Week 1 - bool dtype support

I got accepted to Google Summer of Code! Thank you everyone who has helped me get this far, and Amber for making me a congratulatory google cake!

google cake

On my proposal timeline I gave myself 2 weeks to add support to sparse matrices for dtype=bool. So far, dtype=bool works implementation was not too hard, and most of my time was spent figuring out how SWIG works. However there is still a lot of work to do in testing bool support. This will be more time consuming than it should be because the sparse test suite is messy.

bool dtype implementation

sparsetools

The sparsetools/ directory contains several *.cxx, *.h, *.i, and *.py files. The header files (*.h) contain C++ routines these are wrapped by SWIG according to instructions in the *.i interface files. SWIG uses the header and interface files to generate python *.py files C++ code in *.cxx files. Once these *.cxx files are compiled and linked the functions they define can be called by the generated *.py files.

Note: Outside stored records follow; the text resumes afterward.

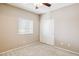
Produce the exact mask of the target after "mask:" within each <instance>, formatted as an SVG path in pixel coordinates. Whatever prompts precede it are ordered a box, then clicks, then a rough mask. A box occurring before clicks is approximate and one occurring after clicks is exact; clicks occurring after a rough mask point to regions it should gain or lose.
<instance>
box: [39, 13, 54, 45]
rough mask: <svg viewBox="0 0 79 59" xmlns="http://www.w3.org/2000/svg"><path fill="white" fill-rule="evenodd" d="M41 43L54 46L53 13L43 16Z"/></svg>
mask: <svg viewBox="0 0 79 59" xmlns="http://www.w3.org/2000/svg"><path fill="white" fill-rule="evenodd" d="M40 42H42V43H47V44H51V45H54V20H53V19H52V17H51V13H47V14H43V15H41V18H40Z"/></svg>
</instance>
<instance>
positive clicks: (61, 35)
mask: <svg viewBox="0 0 79 59" xmlns="http://www.w3.org/2000/svg"><path fill="white" fill-rule="evenodd" d="M50 13H51V16H52V19H54V40H55V45H56V46H58V47H61V48H65V49H68V50H71V51H75V52H78V53H79V4H73V5H71V6H67V7H63V8H60V9H57V10H55V11H52V12H50ZM49 15H50V14H49Z"/></svg>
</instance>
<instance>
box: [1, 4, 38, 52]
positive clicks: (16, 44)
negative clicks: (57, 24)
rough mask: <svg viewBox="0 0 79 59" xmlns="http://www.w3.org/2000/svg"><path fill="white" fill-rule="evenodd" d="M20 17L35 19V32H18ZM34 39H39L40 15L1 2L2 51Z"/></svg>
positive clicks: (17, 46)
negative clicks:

Where do I add bool support?

Contained in sparsetools/ is a file called complex_ops.h which translates numpy's complex types to C++ classes. Well, that is what I want to do, except for numpy's bool types instead! My new file bool_ops.h is much simpler though. It basically does

typedef npy_int8 npy_bool_wrapper;

Yep that's it, (for now anyway). This file basically says to treat the npy_bool_wrapper type like the npy_int8. Because boolean algebra is almost integer algebra.

npy_bool_wrapper is used in numpy.i to define a typemap from numpy's npy_bool type to our npy_bool_wrapper.

In sparsetools.i we have to declare the new data type and add it to the INSTANTIATE_ALL macro which is used in all the *.i files to call the functions we want from the *.h files.

What else?

Adding bool to supported_dtypes in sputils.py prevents it from upcast. Then tests need to be added, but this isn't too easy. The test suite does not have a way to take some general data or dtype. So I am going through adding tests one-by-one where it seems appropriate. I'm also trying to add tests for other dtypes because there don't seem to be any tests for anything other than float64 and int64.

While I was doing this I discovered a few bugs relating to how sparse handles uint dtypes.

Once I'm done adding tests and fixing what ever does not pass, I'll move on to the next stage in my proposal. Adding support for boolean operations.